Sin nombre

Una enfermedad sin nombre conlleva un catálogo de desdichas cuando no hay diagnóstico que dé razón

A LA inteligencia imploraba Juan Ramón Jiménez para que le diera el nombre exacto de las cosas, como si bien mentadas resultaran más fáciles de entender o fuese más cabal el significado de lo que quieren decir. Una enfermedad sin nombre, además de la invocación poética del Nobel de Moguer, conlleva un catálogo de desdichas cuando lo que se precisa y no se obtiene es un diagnóstico. Menos necesario de una denotación exacta, cuando existe, pero de sobra apremiante cuando, por faltar, todas las tentativas domésticas, todos los cuidados y alivios tienen la forma del ensayo y el ay del error.
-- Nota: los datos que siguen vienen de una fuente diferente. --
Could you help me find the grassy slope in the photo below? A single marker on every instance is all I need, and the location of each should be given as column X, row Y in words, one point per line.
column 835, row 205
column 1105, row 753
Puestos en el buen uso de la retórica, con las enfermedades raras es necesario asimismo esquivar la sinécdoque porque tomar el todo por la parte convierte en raras a personas que en modo alguno lo son, sino que afirman sus días en una paciente resistencia ante la rareza de unas enfermedades (la parte y no el todo) que cursan con las punzantes secuelas del dolor y la mayúscula tribulación de la desesperanza. Más todavía porque el padecimiento de las enfermedades raras se ceba con quienes las padecen por la desconcertante pedrea del infortunio y hace además de las suyas con cuantos empujan con ánimos y disposiciones bregados en la persistencia. Sin que la derrota, ese nombre abierto de las cosas, figure en el vocabulario de la contienda contra la adversidad, en el sintagma que describa su desenlace, o se dibuje como una toalla caída.

Cada día, en fin, es una rigurosa prueba, un doméstico suplicio que hiere doblemente: con las manifestaciones y efectos de la enfermedad, en primer término, pero casi en mayor medida con la incertidumbre que descorazona cuando no hay diagnóstico que ilusione ni tratamiento que redima. Y si las formas de la sinécdoque aconsejaban alejarla de la rareza, llevada de la enfermedad al enfermo, también opera en las previsiones y expectativas porque el mal de muchos no es consuelo de tontos, ni alivio circunstancial o de ocasión, sino la razón de que se afronte ante su alcance mayor. Pero las enfermedades raras, en su recluta caprichosa, parecen elegir a pacientes para convertirlos en casos aislados, perdidos, anónimos por su exigua leva. De tal guisa que si el poeta encontraba esquiva la inteligencia para dar fe cierta de las cosas, las enfermedades raras, poéticas si acaso en su cruce de sentimientos, necesitan la atención y el diagnóstico porque no hay siquiera placebo que las engañe y frene el desconsuelo.